Organized trading for electricity includes both the pool and the futures market. Pool prices are volatile while the prices of the futures-market products are comparatively more stable. Thus, futures-market products constitute hedging instruments to reduce the risk suffered by any market agent. Electricity market agents engage in both pool and futures market transactions seeking to maximize their respective profits/utilities for a given risk level on profit variability.
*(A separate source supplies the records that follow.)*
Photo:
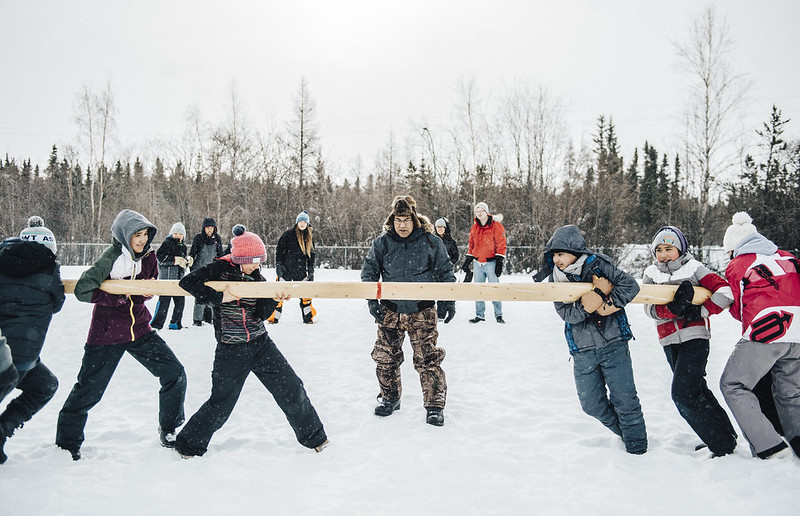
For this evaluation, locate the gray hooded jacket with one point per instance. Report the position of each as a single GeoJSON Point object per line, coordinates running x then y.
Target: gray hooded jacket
{"type": "Point", "coordinates": [582, 329]}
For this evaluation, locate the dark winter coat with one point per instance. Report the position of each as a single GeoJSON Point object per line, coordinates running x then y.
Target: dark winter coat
{"type": "Point", "coordinates": [584, 330]}
{"type": "Point", "coordinates": [205, 248]}
{"type": "Point", "coordinates": [118, 319]}
{"type": "Point", "coordinates": [291, 262]}
{"type": "Point", "coordinates": [235, 322]}
{"type": "Point", "coordinates": [420, 257]}
{"type": "Point", "coordinates": [30, 282]}
{"type": "Point", "coordinates": [166, 254]}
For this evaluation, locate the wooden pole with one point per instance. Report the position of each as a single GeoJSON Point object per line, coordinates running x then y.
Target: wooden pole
{"type": "Point", "coordinates": [565, 292]}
To make informed decisions, the market agent must gather as much accurate information as possible on the pool prices covering the whole time horizon spanned by the futures-market product. This paper provides a novel technique to represent conveniently the uncertainty associated with pool prices during long- or medium-term horizons through a set of scenarios, that is, pool price realizations. The proposed technique uses the prices of the futures-market products as long-term explanatory variables and exploits the short-term structure of the pool prices.

Suggested Citation

  • A J Conejo & F J Nogales & M Carrión & J M Morales, 2010. "Electricity pool prices: long-term uncertainty characterization for futures-market trading and risk management," Journal of the Operational Research Society, Palgrave Macmillan;The OR Society, vol. 61(2), pages 235-245, February.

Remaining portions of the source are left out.